Добавить в цитаты Настройки чтения

Страница 24 из 56

— Какие неприятности? Из-за меня?

— У нас уже три месяца служит одна семнадцатилетняя, по «льготному» закону об охране труда подростков ей приходится иногда работать до одиннадцати вечера. И тогда она не знает, как добраться домой, ведь живет она во Фролинде, на самом западе. Мопеда у нее нет, пока еще не может себе позволить, приятеля, который заезжал бы за ней, тоже нет. А в такое время успеть на трамвай, да пересесть в автобус, да от остановки идти еще минут десять, вот уже и далеко за полночь. Когда она мне рассказала об этом на кухне, я хотела сразу же пойти с ней к шефу, но она стала умолять: «Ради бога, не надо, госпожа Вольф, не хочу терять место. Я уже однажды вылетела, когда сослалась на закон об охране труда подростков…» Тогда я сама пошла к шефу, и знаешь, что он мне сказал? «Не вмешивайтесь, госпожа Вольф, это исключительно моя компетенция. Давно, дескать, пора кое-что изменить в нашей стране и дать понять этим молодым людям, за кем последнее слово. Предоставьте учеников мне. Жива еще старая поговорка: без муки нет и науки…» И это говорил, скажу тебе, тот самый человек, который раньше приветствовал новых учеников бокалом шампанского. А сегодня, если на девушку по пути домой нападут и изнасилуют, он равнодушно скажет: сама виновата, зачем виляет по ночам своим задом… Ты сегодня ел горячее? Почему не достанешь себе чего-нибудь из морозилки? Там лежат готовые блюда.

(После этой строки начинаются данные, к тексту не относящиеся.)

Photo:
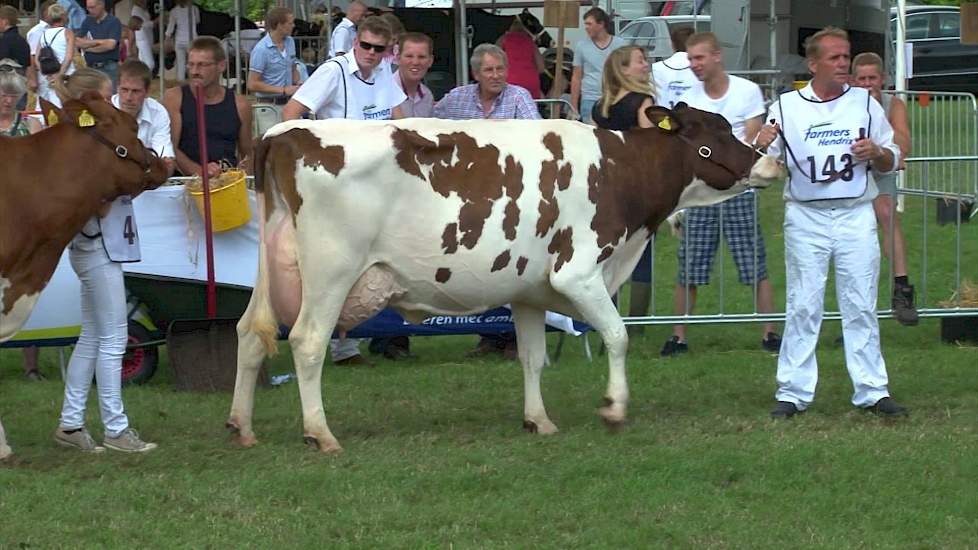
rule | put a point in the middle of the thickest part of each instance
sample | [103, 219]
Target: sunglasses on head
[379, 48]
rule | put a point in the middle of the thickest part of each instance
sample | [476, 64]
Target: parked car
[652, 33]
[940, 61]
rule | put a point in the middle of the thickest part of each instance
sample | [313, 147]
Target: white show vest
[366, 100]
[119, 235]
[818, 139]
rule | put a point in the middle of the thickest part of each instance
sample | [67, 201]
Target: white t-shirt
[154, 126]
[742, 102]
[672, 78]
[336, 90]
[34, 36]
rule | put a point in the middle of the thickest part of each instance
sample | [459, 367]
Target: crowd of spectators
[376, 72]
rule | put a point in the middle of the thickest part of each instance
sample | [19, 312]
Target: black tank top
[223, 124]
[623, 115]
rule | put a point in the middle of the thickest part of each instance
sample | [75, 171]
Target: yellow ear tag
[86, 120]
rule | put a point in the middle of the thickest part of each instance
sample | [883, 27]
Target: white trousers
[812, 238]
[103, 338]
[181, 51]
[344, 348]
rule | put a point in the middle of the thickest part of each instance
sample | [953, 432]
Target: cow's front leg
[5, 450]
[251, 353]
[593, 302]
[531, 339]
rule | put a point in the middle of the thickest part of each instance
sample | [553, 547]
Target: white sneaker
[128, 442]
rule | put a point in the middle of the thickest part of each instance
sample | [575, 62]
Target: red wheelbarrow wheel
[139, 364]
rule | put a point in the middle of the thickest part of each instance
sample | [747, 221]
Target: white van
[652, 33]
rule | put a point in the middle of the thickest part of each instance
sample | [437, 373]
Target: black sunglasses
[379, 48]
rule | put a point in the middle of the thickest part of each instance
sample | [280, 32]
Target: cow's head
[722, 165]
[717, 157]
[133, 168]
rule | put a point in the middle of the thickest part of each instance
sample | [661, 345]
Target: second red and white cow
[436, 217]
[51, 183]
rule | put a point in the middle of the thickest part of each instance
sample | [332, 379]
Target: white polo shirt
[742, 102]
[337, 90]
[154, 126]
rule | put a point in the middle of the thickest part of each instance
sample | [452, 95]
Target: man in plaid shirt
[489, 97]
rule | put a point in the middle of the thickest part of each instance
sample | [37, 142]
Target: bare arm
[643, 120]
[172, 100]
[256, 84]
[752, 127]
[293, 110]
[901, 127]
[576, 77]
[69, 51]
[538, 60]
[245, 143]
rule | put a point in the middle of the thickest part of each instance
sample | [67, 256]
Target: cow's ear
[79, 113]
[53, 114]
[663, 119]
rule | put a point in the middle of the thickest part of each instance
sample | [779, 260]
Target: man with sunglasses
[357, 85]
[831, 135]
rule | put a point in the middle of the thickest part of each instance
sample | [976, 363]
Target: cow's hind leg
[593, 302]
[532, 342]
[5, 449]
[251, 353]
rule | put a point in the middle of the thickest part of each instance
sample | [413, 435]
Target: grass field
[435, 456]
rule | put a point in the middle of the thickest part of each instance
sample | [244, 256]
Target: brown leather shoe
[354, 361]
[483, 348]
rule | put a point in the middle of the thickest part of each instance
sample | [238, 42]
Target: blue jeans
[587, 105]
[110, 68]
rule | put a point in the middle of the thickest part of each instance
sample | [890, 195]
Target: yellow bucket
[229, 201]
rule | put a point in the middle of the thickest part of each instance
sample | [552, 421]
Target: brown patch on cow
[278, 155]
[552, 177]
[635, 185]
[310, 149]
[500, 262]
[476, 177]
[562, 245]
[513, 184]
[449, 238]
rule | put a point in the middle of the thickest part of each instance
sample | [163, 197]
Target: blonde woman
[62, 40]
[96, 255]
[626, 91]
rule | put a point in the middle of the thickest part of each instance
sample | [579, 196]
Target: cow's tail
[262, 319]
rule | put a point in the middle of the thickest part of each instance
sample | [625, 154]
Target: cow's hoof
[543, 427]
[614, 420]
[329, 446]
[245, 440]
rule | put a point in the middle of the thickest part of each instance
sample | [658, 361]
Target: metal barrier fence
[941, 254]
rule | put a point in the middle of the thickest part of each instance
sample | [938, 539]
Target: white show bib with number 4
[119, 235]
[820, 135]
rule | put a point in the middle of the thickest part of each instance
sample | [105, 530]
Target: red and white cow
[51, 183]
[437, 217]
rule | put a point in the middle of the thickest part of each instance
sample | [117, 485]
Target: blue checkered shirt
[463, 103]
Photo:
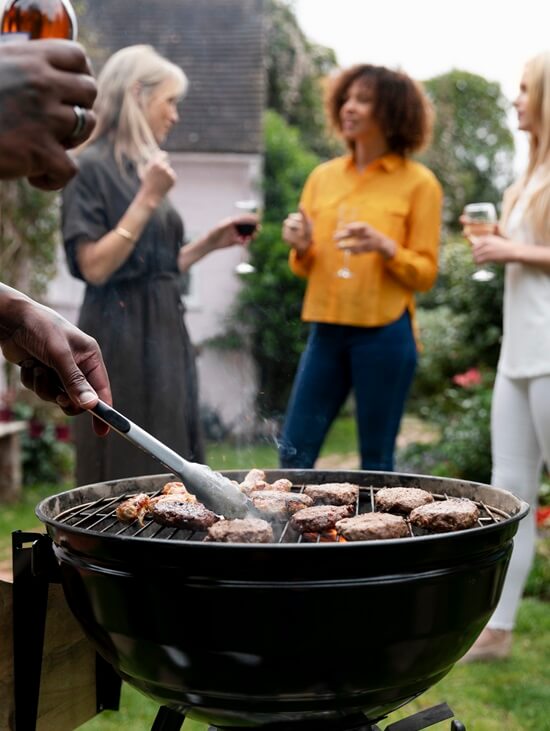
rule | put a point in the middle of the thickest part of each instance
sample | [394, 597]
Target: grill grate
[99, 517]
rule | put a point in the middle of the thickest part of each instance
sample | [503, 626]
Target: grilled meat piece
[279, 505]
[134, 508]
[178, 488]
[175, 514]
[372, 526]
[282, 485]
[241, 530]
[401, 499]
[254, 480]
[320, 518]
[333, 493]
[446, 515]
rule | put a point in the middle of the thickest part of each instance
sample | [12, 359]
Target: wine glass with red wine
[245, 228]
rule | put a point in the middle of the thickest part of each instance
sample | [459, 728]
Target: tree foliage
[472, 148]
[296, 69]
[269, 303]
[29, 224]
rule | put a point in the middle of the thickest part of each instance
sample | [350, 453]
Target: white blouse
[525, 351]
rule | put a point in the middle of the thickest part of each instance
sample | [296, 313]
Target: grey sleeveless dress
[137, 317]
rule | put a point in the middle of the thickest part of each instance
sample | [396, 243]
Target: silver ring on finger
[80, 123]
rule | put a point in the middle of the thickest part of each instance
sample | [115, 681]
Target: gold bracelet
[128, 235]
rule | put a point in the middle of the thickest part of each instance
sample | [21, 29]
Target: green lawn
[513, 695]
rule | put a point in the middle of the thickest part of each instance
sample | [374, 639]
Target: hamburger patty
[279, 505]
[372, 526]
[241, 530]
[401, 499]
[446, 515]
[183, 515]
[319, 518]
[333, 493]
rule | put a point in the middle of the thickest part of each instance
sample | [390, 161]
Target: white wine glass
[346, 214]
[246, 229]
[479, 219]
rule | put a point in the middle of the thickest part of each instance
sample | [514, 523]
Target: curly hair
[401, 107]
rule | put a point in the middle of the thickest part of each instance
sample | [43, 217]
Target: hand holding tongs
[211, 488]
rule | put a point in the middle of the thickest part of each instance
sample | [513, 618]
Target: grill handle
[213, 489]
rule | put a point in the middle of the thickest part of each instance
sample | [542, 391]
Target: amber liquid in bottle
[34, 19]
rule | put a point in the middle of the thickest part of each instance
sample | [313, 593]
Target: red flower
[471, 377]
[36, 428]
[62, 432]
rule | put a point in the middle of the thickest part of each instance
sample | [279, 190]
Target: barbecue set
[312, 629]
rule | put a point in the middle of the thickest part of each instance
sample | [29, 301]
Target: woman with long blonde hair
[520, 419]
[125, 240]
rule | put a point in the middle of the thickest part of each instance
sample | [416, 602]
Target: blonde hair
[537, 76]
[125, 85]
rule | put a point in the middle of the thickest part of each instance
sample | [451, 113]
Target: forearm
[192, 253]
[12, 306]
[100, 259]
[532, 254]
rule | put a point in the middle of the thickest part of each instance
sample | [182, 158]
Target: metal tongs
[211, 488]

— Не беспокойся из-за этого, — ответил я. — Завод, между прочим, не продадут, модель Бёмера будет осуществлена.

— Ах, — воскликнула Криста и удивленно взглянула на меня. — И от кого ты это узнал?

— От гранд-дамы самолично. Сегодня после обеда я был на совещании на заводе. Приглашение я получил три дня назад, но забыл тебе сказать. Создано правление, куда вошел и я, хотя не знаю пока, чем буду там заниматься. Скоро созовут общее собрание заводчан, чтобы «благословить» модель.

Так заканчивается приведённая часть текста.